The effective policy for any action is the intersection of all applicable layers. If any layer denies an action, it is denied.

When autonomy = Supervised, the agent cannot execute actions directly. Instead:

  1. Agent proposes an action (e.g., “run cargo test”)
  2. PRX formats the proposal and sends it to the supervising channel
  3. The supervisor (human) reviews and responds: approve, deny, or modify
  4. If approved, PRX executes the action and returns the result to the agent
  5. If denied, the agent receives a denial message and must find an alternative approach

Approval requests include:

  • The exact command or action proposed
  • The agent name and context
  • The security policy layer that requires approval
  • A timeout (default: 5 minutes) after which the action is auto-denied

PRX supports multiple sandboxing backends for isolating tool execution. The sandbox is selected based on platform availability and configuration.

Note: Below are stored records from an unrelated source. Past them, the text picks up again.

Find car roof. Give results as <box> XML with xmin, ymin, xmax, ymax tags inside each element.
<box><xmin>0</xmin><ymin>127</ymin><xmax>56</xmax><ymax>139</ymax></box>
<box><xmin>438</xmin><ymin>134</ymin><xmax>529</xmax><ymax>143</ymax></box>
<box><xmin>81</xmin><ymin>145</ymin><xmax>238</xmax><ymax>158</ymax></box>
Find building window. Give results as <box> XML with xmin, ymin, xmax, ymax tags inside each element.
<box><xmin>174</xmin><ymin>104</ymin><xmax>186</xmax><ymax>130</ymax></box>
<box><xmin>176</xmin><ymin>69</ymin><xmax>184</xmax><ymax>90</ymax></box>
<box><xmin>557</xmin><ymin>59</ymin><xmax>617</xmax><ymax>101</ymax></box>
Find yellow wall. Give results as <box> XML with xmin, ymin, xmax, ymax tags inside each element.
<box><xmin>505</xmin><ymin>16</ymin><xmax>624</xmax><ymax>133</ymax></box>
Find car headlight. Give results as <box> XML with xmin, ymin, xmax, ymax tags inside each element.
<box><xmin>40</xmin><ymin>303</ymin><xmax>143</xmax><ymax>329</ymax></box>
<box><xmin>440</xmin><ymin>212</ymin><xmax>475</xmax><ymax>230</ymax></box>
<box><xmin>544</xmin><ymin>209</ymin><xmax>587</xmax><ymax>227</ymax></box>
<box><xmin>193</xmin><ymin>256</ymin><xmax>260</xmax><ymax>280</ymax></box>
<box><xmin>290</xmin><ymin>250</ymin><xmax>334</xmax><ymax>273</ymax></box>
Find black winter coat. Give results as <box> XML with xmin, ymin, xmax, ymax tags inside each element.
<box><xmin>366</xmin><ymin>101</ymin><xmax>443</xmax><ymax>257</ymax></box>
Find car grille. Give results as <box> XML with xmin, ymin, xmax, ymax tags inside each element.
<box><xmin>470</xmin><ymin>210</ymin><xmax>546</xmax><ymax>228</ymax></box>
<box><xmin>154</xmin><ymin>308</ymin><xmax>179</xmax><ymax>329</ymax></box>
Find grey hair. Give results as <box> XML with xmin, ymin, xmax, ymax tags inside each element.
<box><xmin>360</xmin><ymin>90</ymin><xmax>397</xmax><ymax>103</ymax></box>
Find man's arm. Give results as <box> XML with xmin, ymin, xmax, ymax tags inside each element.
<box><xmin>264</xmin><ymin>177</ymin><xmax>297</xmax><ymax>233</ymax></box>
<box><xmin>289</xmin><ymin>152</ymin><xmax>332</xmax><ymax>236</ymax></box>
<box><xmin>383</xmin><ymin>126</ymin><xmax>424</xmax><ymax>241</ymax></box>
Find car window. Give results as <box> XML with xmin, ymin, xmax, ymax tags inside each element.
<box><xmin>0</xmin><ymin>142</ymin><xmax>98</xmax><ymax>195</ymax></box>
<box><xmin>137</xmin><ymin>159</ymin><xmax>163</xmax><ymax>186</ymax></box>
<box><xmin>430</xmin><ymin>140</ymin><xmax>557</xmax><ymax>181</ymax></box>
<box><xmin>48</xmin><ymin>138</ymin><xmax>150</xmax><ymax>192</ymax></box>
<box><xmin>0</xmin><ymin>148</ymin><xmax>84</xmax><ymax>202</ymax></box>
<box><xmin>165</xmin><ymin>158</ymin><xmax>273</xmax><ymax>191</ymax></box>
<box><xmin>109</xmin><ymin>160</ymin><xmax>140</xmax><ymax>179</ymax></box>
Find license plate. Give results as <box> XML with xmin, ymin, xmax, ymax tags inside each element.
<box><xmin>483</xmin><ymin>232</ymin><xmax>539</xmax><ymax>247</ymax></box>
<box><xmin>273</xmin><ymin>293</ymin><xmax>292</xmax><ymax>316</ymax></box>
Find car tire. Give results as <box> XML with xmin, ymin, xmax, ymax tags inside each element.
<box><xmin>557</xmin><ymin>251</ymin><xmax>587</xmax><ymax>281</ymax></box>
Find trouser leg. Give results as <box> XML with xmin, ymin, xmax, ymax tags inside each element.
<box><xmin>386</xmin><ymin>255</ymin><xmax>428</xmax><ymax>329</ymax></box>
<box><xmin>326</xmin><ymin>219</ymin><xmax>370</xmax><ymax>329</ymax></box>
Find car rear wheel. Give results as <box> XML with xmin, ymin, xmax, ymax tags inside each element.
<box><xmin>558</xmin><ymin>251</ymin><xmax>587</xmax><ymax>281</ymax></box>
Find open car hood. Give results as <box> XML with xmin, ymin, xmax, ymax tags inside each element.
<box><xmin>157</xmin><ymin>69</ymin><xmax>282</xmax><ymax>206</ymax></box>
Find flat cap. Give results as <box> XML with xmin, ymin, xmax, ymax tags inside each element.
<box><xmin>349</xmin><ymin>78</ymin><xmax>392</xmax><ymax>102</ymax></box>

Full container isolation. Commands run inside a disposable Docker container with:

  • Mounted workspace directory (read-only or read-write per policy)
  • No network access (unless explicitly allowed)
  • Resource limits (CPU, memory, time)
  • Dropped capabilities
[sandbox]
backend = "docker"
image = "prx-sandbox:latest"
network = false
memory_limit = "512m"
cpu_limit = "1.0"
timeout_seconds = 300

Lightweight Linux sandboxing using namespaces and seccomp:

  • File system whitelisting
  • Network filtering
  • Seccomp syscall filtering
  • No root required
[sandbox]
backend = "firejail"
whitelist = ["/home/user/project"]
net = "none"

Minimal unprivileged sandboxing used by Flatpak:

  • Mount namespace isolation
  • PID namespace isolation
  • Bind-mount only specified directories
  • Drop all capabilities
[sandbox]
backend = "bubblewrap"
bind_rw = ["/home/user/project"]
bind_ro = ["/usr", "/lib", "/bin"]
unshare_net = true

Linux Security Module for fine-grained file system access control:

  • Restricts file access at the kernel level
  • No container overhead
  • Works with unprivileged processes
  • Available on Linux 5.13+
[sandbox]
backend = "landlock"
allowed_read = ["/home/user/project", "/usr/lib"]
allowed_write = ["/home/user/project/output"]

PRX auto-detects available backends and selects the strongest available:

Docker > Bubblewrap > Firejail > Landlock > None

If no sandbox backend is available and the policy requires sandboxing, tool execution is denied.

PRX plugins are compiled to WASM and executed in a wasmtime sandbox:

  • Memory isolation: each plugin gets its own linear memory
  • No file system access unless explicitly granted via WASI
  • No network access unless explicitly granted
  • CPU time limits enforced by wasmtime fuel metering
  • Plugins cannot access PRX internals — they communicate through a defined host API
[plugins.my_plugin]
path = "plugins/my_plugin.wasm"
permissions = ["fs:read:/data", "net:https://api.example.com"]
fuel_limit = 1_000_000

This ensures that third-party or user-authored plugins cannot compromise the host system, leak data, or consume unbounded resources.